= Greg Owen (activist) =

British HIV/AIDS drug access activist

Greg Owen is a UK-born activist who started a website to make generic pre-exposure prophylaxis medication (PrEP) accessible to prevent HIV infection.

==Early life==
Owen was the eldest of six children; he grew up in Belfast, Northern Ireland. He attended a drama college in London, from which he graduated in 2001.

==PrEP advocacy==
Owen has been called "one of the U.K.’s most vocal proponents of PrEP", describing himself as the "poster boy for PrEP in the UK".
In 2015, Owen met Alex Craddock, who was taking PrEP obtained while living in New York. While PrEP was accessible in the US, it was not yet available in the UK. Owen was interested in taking PrEP, so he first went to take an HIV test. The test confirmed that he was positive for the virus. Owen was frustrated that PrEP, which could have prevented him from getting the virus, was not widely available for sale in the UK.

Owen and Craddock launched a website in October 2015, I Want Prep Now, so that others would have the opportunity to buy PrEP. Through their site, customers could purchase a generic version of the drug Truvada for a tenth of the cost—around US$67 per month. At the time, only one clinic in the UK was able to legally distribute the drug, costing $700 for a month's supply.

British sexual health specialist Mags Portman heard about Owen's website, and got in contact with him. Owen decided that his website and PrEP outreach needed credibility and visibility; he described its early days as "the blind leading the blind". Portman sought the opinion of the General Medical Council, which directed that a clinician's responsibility was to provide the best care for their patients, regardless of what was commissioned. Sexual health clinics began offering blood and urine tests to those purchasing the generic PrEP to provide assurance that they were buying the real drug instead of dummy pills.
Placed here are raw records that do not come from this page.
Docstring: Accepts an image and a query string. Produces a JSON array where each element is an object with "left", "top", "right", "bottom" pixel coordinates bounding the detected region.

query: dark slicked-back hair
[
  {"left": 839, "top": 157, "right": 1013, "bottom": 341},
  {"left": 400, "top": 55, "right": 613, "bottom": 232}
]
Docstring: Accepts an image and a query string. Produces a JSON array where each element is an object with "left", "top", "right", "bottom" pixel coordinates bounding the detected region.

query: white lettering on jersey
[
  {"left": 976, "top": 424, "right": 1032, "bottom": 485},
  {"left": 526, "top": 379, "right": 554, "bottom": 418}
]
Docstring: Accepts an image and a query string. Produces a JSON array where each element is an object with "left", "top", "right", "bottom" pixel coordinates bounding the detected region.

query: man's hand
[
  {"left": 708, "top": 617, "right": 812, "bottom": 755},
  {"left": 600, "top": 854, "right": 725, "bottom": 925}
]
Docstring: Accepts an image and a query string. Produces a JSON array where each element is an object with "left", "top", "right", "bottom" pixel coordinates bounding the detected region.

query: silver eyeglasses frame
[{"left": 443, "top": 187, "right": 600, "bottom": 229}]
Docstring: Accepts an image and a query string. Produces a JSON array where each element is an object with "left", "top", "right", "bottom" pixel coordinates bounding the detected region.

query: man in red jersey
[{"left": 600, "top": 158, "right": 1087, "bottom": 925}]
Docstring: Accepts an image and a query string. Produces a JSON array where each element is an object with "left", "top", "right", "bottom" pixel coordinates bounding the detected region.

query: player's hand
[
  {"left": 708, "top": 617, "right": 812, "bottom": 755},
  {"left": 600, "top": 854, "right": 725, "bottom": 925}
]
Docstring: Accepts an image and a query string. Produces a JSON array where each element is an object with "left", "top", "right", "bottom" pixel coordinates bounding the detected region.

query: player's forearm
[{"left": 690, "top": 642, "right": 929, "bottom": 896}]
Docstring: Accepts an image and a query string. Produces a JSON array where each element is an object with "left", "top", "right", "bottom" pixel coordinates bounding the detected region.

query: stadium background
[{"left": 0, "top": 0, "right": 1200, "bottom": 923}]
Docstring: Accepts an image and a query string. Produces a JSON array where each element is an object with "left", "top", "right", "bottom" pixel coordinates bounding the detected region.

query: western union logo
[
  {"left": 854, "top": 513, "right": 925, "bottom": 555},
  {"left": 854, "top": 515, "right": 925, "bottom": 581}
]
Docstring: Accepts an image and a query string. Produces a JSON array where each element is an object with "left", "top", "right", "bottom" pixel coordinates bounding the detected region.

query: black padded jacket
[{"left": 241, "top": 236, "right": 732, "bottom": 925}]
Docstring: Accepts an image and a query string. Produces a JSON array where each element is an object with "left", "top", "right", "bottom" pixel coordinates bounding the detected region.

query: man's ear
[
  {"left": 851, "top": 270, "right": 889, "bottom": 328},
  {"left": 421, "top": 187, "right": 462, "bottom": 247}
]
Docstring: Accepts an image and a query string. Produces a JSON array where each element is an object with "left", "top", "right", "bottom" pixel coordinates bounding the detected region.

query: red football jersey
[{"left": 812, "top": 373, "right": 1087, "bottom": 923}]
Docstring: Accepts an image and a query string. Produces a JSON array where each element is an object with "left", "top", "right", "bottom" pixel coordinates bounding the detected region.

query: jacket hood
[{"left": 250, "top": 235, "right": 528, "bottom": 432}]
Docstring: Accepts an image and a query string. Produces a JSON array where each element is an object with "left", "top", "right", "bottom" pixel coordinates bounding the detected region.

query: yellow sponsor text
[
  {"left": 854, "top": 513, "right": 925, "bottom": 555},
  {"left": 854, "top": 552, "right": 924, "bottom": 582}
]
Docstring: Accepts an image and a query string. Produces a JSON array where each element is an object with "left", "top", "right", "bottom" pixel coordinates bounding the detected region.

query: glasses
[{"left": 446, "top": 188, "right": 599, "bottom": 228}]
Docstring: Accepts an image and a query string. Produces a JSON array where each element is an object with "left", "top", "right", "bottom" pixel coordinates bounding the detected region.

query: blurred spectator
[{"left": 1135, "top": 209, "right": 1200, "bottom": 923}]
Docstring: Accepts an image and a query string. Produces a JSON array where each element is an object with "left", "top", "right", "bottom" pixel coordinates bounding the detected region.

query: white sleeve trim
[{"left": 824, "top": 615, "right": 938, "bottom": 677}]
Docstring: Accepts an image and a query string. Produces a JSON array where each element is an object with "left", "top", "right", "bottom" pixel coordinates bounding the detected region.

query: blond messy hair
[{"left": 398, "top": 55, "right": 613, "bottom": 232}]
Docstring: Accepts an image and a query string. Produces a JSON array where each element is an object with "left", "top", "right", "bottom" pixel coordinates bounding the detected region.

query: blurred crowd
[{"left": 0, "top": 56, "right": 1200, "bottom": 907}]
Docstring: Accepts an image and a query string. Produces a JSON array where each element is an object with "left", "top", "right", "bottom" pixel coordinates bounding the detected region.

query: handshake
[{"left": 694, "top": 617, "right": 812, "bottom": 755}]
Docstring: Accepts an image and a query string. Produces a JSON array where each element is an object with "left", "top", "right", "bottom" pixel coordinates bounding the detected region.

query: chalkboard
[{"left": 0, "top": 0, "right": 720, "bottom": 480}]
I Want Prep Now grew continuously in web traffic as the National Health Service's (NHS) decision not to fund PrEP went through legal challenges.
HIV-related charities began to coordinate their actions against the NHS in a series of meetings. Owen was the only activist invited to these meetings, as "every HIV specialist knew that he was the main link to thousands of people wanting the drug".
By the time the NHS lost in the High Court of Justice to the National AIDS Trust in August 2016, I Want Prep Now was receiving 12,000 unique visitors each month.

HIV researcher Sheena McCormack credits Owen with helping decrease the number of HIV diagnoses in the UK. From 2015-2016, the number of new diagnoses in London had decreased by 40%, while around the UK it was decreased by around a third. Owen recalls McCormack saying to him, "There are thousands of people who didn’t become HIV-positive this year because of you."

Despite the NHS decision being overturned, meaning that they now fund PrEP, Owen stated that in 2018, 10,000 people in the UK are purchasing generic prep online because they cannot get it through the NHS.

===The People Vs The NHS: Who Gets The Drugs?===
Pulse Films and Open University collaborated to create The People Vs The NHS: Who Gets The Drugs?, a 2018 documentary on the legal battle to make the NHS fund PrEP after their 2016 decision not to do so. Owen is featured at the "heart of the story".
The documentary was co-produced by the BBC to mark the 70th anniversary of the NHS.

==Awards and honors==
In 2016, activist and blogger Mark S. King named Owen as one of his 16 "HIV Advocates to Watch".
In 2017 he was named a recipient of the first Life+ Award from Life Ball along with Will Nutland.